Читать книгу Корректировщик - Александр Аннин - Страница 23

Тень Акулы
Глава двадцать вторая

Оглавление

Вера Ильинична Ардашкина тоже хорошо знала булгаковское изречение о внезапной смертности человеческой особи. Но внезапность – штука несговорчивая, ее не подгадаешь, не приблизишь. Шестидесятипятилетняя Вера Ильинична устала ждать смерти, а больше ей ждать было нечего.

Всю жизнь, с самого юного возраста, она агрессивно, яростно рвалась к красивой, счастливой жизни. Во время хрущевской оттепели казалось, что и советские люди могут жить «по-человечески», не косясь на окружающих в ожидании удара в спину. Значит, она просто обязана прорваться в высшее общество, коль скоро причастность к нему перестала быть опасной для жизни и свободы.

Дома творилось что-то невыносимое. Отец, бородатый журналист-неудачник, пил не просыхая, и терроризировал семью разговорами о «сволочах» и «жополизах», коими он именовал своих вчерашних друзей. Дело в том, что люди эти, почувствовав перемены, кинулись осаждать издательства со своими опусами в духе разоблачений сталинского режима; и многие, ох, многие из недавних отцовских собутыльников теперь были увенчаны лаврами скороспелых премий, о них говорили в интеллигентских и псевдоинтеллигентских кругах, а сами эти «гении» всерьез делились своими опасениями: как бы их не выслали за границу; спорили, ехать ли в Швецию получать Нобелевскую премию, если таковую присудят – а это очень даже вероятно, черт возьми, премия сама в руки идет…
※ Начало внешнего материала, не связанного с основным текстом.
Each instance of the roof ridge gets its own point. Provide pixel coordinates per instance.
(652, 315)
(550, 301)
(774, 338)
Среди этого радостного безумия не было места верочкиному отцу. Будучи с детства уверенным, что в этой стране создать что-либо грандиозное, вечное просто невозможно, Илья Викентьевич занял очень удобную, выгодную позицию зажатого властями гения. Таких было много в пивных, и они годами угощали друг друга. И когда железный занавес слегка приоткрылся, а с ним – и двери в толстые и тонкие литературные журналы, это стало личной трагедией для многих тысяч так называемых непризнанных. Печатай, что душе угодно, только… за душой-то ничего нет.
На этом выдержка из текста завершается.